Forced Dues Fuel ‘Culture of Corruption’

Pennsylvania Union Dons Rally Round Accused Thief, Extortionist

Johnny Doc
Over the years, innumerable Big Labor politicians have paid homage to Pennsylvania electricians union boss John Dougherty (left). Today he remains entrenched in power despite facing three trials on a host of felony charges. (Credit: Originally Published in Politics PA)

This May, notorious Philadelphia union boss John Dougherty (AKA “Johnny Doc”) and half a dozen of his cohorts were expected to go on trial for embezzling more than $600,000 in union funds from rank-and-file electricians in Pennsylvania.

But May came and went, and the reality is it turned out well for Johnny Doc and other International Brotherhood of Electrical Workers (IBEW) Local 98 union bigwigs. Their federal trial for embezzlement, bribery and theft has been pushed back to a yet-to-be-determined date.

And in early June Johnny Doc, who is separately awaiting trials on 19 extortion and conspiracy counts and on charges that he bribed a Philadelphia city councilman with a $70,000-a-year no-show job, received a big show of support from dozens of his fellow union bosses in the Keystone State.

On June 4, the Philadelphia Inquirer reported that the bosses of the AFL-CIO-affiliated Philadelphia Building and Construction Trades Council (PBCTC), a conglomerate of more than 50 unions, had just reelected Johnny Doc as their top officer.

The PBCTC has offered no public explanation as to why Johnny Doc deserved another term as business manager after he and his cohorts allegedly stole more than $600,000, primarily forced dues squeezed out of employees under their control. 

Pennsylvania Union Officials Seem to Live in an ‘Alternative World’

But in February 2019, the first time PBCTC officers met after Johnny Doc and company were charged, Philadelphia AFL-CIO President and PBCTC Secretary-Treasurer Pat Eiding emphasized to the Inquirer’s Juliana Feliciano Reyes that council support for the indicted union bigwig was universal.

“Nobody, and I clearly want to say nobody, asked John to leave the building trades,” declared Mr. Eiding.

National Right to Work Committee President Mark Mix commented:

“In the alternative world where Pat Eiding and many other Pennsylvania union officials live, it seems, there is nothing wrong with Big Labor union bosses’ using dues and fees that workers are forced to fork over as a job condition to enrich themselves and buy political influence.

“And a host of union-label Keystone State politicians also evidently live in that world.”

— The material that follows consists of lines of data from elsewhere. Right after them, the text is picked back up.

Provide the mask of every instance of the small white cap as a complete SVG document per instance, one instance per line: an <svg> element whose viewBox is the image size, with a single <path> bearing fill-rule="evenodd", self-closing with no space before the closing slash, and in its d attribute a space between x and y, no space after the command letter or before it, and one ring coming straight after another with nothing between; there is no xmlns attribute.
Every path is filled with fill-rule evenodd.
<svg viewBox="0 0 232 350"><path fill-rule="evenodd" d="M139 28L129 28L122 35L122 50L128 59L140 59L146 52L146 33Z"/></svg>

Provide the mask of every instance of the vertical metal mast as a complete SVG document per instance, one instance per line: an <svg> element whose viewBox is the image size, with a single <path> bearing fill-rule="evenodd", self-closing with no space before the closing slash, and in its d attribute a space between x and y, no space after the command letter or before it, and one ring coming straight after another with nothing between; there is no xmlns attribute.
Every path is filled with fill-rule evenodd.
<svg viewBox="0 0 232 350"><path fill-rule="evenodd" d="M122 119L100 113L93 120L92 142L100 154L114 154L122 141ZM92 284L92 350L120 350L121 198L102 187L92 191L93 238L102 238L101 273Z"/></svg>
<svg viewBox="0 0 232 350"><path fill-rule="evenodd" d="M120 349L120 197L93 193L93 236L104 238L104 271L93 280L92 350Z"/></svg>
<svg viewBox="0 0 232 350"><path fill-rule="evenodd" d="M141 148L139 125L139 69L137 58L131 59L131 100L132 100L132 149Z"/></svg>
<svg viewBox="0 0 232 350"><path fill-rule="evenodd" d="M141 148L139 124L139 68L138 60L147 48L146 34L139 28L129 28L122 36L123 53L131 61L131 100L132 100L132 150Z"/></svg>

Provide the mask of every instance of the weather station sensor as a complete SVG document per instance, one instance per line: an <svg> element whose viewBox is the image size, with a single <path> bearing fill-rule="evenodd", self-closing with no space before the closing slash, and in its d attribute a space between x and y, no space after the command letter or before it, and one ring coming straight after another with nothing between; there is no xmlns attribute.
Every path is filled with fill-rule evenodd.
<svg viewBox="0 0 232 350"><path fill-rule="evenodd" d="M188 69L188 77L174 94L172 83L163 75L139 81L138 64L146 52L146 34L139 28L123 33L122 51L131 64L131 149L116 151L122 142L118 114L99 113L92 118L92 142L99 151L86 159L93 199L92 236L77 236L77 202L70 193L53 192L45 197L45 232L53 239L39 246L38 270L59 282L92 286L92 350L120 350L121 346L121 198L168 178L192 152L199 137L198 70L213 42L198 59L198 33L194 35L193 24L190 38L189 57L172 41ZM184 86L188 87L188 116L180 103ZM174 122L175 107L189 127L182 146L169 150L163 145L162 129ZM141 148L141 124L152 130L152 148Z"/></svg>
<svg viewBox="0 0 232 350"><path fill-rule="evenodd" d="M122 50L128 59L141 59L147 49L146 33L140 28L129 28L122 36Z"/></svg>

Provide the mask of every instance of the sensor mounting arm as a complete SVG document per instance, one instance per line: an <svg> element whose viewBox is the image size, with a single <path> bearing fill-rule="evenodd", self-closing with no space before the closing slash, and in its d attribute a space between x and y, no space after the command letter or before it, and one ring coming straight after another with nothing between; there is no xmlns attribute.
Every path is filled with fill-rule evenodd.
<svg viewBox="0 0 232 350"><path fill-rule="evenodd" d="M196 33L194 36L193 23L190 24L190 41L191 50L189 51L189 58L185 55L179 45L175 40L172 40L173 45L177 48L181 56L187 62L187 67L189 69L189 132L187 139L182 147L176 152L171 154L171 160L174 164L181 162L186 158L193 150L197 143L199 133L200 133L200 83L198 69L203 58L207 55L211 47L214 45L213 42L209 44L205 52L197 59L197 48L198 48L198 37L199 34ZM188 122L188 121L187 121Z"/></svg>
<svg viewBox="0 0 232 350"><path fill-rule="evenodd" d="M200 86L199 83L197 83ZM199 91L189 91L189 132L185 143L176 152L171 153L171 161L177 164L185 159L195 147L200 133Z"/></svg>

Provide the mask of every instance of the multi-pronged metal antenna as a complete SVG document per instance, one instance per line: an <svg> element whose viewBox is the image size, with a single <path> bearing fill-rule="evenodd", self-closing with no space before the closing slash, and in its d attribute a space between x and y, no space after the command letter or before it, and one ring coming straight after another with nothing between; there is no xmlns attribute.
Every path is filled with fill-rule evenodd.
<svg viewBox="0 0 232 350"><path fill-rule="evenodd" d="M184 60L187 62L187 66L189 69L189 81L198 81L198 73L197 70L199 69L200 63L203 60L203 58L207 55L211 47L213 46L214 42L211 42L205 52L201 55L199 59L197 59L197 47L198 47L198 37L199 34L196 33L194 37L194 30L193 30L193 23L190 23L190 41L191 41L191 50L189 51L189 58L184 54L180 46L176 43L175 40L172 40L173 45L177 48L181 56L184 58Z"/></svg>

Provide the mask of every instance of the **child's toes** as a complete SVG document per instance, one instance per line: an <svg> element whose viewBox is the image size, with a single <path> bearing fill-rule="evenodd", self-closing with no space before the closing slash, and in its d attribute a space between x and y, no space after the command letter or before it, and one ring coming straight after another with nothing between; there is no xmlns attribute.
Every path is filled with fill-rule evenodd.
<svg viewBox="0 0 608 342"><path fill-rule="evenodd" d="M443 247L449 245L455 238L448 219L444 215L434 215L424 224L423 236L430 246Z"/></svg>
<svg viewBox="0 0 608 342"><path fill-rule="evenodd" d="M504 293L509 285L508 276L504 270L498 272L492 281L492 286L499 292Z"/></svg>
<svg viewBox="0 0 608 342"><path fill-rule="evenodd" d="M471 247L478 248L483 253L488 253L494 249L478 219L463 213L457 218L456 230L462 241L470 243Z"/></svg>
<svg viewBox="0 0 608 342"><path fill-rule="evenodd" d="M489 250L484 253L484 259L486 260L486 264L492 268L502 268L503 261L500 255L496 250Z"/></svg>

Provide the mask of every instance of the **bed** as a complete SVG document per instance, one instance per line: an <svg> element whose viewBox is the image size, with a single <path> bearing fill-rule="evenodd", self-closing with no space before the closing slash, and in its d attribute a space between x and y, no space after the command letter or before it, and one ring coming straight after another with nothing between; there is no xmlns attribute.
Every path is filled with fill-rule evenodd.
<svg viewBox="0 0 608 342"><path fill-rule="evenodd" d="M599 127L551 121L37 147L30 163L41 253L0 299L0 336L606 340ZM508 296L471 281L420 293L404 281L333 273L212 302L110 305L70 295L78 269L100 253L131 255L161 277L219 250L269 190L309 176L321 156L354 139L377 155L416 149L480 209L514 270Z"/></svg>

One remarkable illustration of the mindset of Big Labor Philadelphia politicians was their decision last fall to launch a legal defense fund for Councilman Bobby Henon, the former Local 98 staffer who allegedly wielded the power of his office to do Johnny Doc’s bidding in exchange for a series of bribes.

Mr. Henon even allegedly “weaponized the city’s Department of Licenses and Inspections against non-union labor, sending them after a [union-free] company hired to install an MRI machine at the Children’s Hospital of Philadelphia,” as an investigative journalist put it in a report for WHYY radio last year.

No Sensible Citizen Needs to Wait For a Jury to Tell Him Or Her Local 98 Is Crooked

“Of course,” said Mr. Mix, “Johnny Doc, Bobby Henon, and the rest of the IBEW gang all have a right to their day in court before they are subjected to any criminal punishment.

“But no citizen with a modicum of common sense needs to wait for a jury to tell him or her that Local 98 is a crooked operation that is not run for the benefit of the workers it purportedly represents.

“So why are other union officials and union-label politicians continuing to side with the Local 98 hierarchy rather than abused forced-dues-paying workers?

“The fact is, the lack of a Pennsylvania Right to Work law protecting employees has fostered a ‘culture of corruption’ in which many union bosses come to believe, whether they say so openly or not, that it’s okay for them to do whatever they wish with money extracted from unionized workers.

“In a Right to Work environment, union members who suspect their dues money isn’t being used for good and proper purposes can fight back by resigning from the organization and cutting off all financial support for it. 

“That’s a message union bosses in all 50 states can understand. It undoubtedly also helps account for the fact that documented cases of union corruption are far rarer in Right to Work states.”